Add a Phase 2 Proposal

You can define a tunnel to offer a peer more than one proposal for Phase 2 of the IKE. For example, you could specify [ESP]-[3DES]-[SHA2-256] in one proposal and [ESP]-[DES]-[3SHA1] for a second proposal. When traffic passes through the tunnel, the security association can use either [ESP]-[3DES]-[SHA2-256] or [ESP]-[3DES]-[SHA1] to match the transform settings on the peer.

For more information about these options, see About IPSec Algorithms and Protocols.

You can include a maximum of eight proposals.

Add an Existing Proposal

There are six preconfigured proposals, which are not editable. The names follow the format <Type>-<Authentication>-<Encryption>. For all six, Force Key Expiration for Time is configured for 8 hours.

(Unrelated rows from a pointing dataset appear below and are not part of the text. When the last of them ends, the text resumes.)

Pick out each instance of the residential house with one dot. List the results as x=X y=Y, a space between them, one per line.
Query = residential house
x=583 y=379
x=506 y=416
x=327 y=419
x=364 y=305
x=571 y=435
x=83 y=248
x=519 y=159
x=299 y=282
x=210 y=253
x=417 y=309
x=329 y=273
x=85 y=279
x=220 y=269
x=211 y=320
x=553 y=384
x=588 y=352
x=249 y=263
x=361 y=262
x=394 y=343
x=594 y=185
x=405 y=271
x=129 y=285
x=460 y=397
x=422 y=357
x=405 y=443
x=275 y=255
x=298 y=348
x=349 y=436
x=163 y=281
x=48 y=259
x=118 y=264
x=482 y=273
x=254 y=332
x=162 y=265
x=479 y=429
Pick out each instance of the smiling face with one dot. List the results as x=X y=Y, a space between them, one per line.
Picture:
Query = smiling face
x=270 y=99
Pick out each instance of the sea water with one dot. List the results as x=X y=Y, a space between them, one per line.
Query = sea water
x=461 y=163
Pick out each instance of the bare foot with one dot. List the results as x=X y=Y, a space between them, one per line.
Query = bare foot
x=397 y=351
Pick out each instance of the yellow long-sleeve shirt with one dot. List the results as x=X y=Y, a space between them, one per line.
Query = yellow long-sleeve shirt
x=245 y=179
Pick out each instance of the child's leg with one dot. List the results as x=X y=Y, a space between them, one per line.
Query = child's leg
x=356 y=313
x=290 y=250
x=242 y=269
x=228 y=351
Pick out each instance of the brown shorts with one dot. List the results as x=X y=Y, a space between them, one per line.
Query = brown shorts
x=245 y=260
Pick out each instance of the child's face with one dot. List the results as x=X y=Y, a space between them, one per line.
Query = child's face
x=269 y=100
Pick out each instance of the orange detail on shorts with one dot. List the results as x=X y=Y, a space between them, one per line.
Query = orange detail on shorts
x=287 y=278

The Force Key Expiration setting for Traffic depends on the version of Fireware XTM the device was originally configured with.

To use one of the six preconfigured proposals or another proposal you have previously created:

  1. Select VPN > Branch Office VPN.
  2. In the Tunnels section, click Add, or double-click an existing tunnel to edit it.
  3. Select the Phase 2 Settings tab.
  4. From the Tunnels page, in the IPSec Proposals section, select the proposal you want to add to this tunnel.
  5. Click Add.

Create a New Proposal

  1. Select VPN > Phase2 Proposals.
  2. Click Add.
    The Phase 2 Proposal page appears.

Screen shot of the Phase 2 Proposal settings

  1. In the Name text box, type a name for the new proposal.
  2. (Optional) In the Description text box, type a description to identify this proposal.
  3. From the Type drop-down list, select ESP or AH as the proposal method.
    We recommend that you use ESP (Encapsulating Security Payload). The differences between ESP and AH (Authentication Header) are:
  4. From the Authentication drop-down list, select the authentication method.
    The options are None, MD5, SHA1, SHA2-256, SHA2-384, and SHA2-512, which are listed in order from least secure to most secure.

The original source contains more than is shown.